Interface Design Labors: Feature-Creep

by Luke Wroblewski April 30, 2004

Feature-creep occurs on two levels. The first is during the design phase of a project and can loosely be defined as “the tendency to add just another little feature until the whole product is overwhelmed with them”.

Sometimes these features are responsible for meeting user needs more effectively; sometimes they help a product achieve business goals; sometimes they do neither; but they always mean more work for the design team. Where does this new concept fit into the Information Architecture of the application? What impact does it have on the rest of the interface? Very soon a well-thought out interface can become littered with tools and content that fall into a “miscellaneous” bin. Of course, one might argue that an interface design needs to have a framework behind that is able to scale and effectively accommodate new functions and content. But the very notion of “scaling” an interface brings us to the gates of featuritis.
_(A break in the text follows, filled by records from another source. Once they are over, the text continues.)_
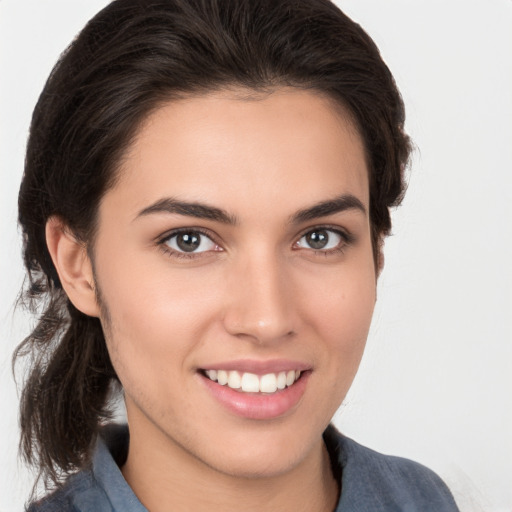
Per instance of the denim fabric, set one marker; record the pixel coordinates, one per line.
(370, 481)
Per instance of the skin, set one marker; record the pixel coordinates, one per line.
(256, 291)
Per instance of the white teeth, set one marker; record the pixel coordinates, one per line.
(252, 383)
(281, 380)
(234, 380)
(268, 383)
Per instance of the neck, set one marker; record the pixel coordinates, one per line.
(166, 477)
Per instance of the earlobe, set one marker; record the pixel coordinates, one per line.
(73, 265)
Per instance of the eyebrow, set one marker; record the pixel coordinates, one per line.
(203, 211)
(197, 210)
(330, 207)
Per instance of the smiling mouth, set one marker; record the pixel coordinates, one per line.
(246, 382)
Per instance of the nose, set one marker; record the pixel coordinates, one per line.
(260, 301)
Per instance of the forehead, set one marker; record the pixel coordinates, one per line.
(244, 151)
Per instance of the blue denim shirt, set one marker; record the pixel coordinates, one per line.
(370, 481)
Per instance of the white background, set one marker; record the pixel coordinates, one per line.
(436, 382)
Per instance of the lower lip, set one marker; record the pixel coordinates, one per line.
(258, 406)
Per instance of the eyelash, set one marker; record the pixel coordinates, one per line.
(347, 240)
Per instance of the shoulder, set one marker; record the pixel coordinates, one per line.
(374, 481)
(79, 493)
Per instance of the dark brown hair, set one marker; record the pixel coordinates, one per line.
(129, 58)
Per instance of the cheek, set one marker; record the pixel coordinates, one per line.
(154, 313)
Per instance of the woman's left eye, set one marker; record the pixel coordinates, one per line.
(190, 241)
(321, 239)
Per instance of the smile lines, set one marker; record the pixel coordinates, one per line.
(252, 383)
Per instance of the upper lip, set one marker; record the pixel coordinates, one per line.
(259, 367)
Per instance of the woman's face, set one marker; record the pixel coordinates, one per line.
(236, 246)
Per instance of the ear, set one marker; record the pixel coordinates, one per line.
(380, 259)
(73, 265)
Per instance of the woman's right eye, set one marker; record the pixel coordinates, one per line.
(189, 242)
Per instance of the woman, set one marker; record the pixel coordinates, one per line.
(206, 193)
“Features are often the currency of software development and marketing” (Dave Fore, Cooper).

An effective interface design not only meets user needs, but also achieves business goals. The problem is that there is an endless pool of user needs to meet (“wouldn’t it be cool if…”) and business goals are always derived from a “grow or die” mentality. As a result, our products continue to grow and each redesign of a software package brings more features (frequently driven by new technologies). Mac OS X 10.2 boasted “150 new features” more than 10.1. Sounds great, but every last one of those adds more complexity to the interface and more challenges for the design team.
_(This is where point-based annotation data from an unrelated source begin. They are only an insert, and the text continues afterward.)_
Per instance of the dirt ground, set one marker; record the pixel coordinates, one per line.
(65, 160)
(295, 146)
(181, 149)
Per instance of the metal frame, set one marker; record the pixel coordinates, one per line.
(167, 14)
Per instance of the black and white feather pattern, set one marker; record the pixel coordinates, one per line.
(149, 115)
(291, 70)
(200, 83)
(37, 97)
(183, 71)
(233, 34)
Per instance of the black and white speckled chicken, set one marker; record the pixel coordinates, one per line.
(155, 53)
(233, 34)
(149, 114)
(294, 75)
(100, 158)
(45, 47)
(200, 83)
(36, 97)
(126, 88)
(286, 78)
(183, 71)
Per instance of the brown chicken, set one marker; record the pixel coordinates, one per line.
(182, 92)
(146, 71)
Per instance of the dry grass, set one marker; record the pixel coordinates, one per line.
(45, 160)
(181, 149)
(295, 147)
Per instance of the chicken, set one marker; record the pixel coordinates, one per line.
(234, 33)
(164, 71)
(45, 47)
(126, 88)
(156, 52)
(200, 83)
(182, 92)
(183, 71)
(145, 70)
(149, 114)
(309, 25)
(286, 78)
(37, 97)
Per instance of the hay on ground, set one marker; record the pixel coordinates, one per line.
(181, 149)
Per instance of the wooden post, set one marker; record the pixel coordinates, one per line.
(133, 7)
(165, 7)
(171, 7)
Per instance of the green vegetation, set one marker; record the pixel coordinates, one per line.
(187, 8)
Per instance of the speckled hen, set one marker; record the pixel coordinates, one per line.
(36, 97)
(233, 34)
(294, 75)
All that said, feature creep often does a lot of good for interface design strategies. We need to innovate to accommodate featuritis (that makes for interesting design problems); we need to revisit our users to understand when and how they may use new features (that better informs our understanding of their needs); we need to think in terms of frameworks and flexible designs that can grow or change as technology and user needs change; and, perhaps most importantly, we need to form mutually beneficial relationships with marketing, product development, and business units (that means aligning our goals and learning the language of other disciplines). After all, it’s when these considerations are in alignment with user experience strategies that great products get made.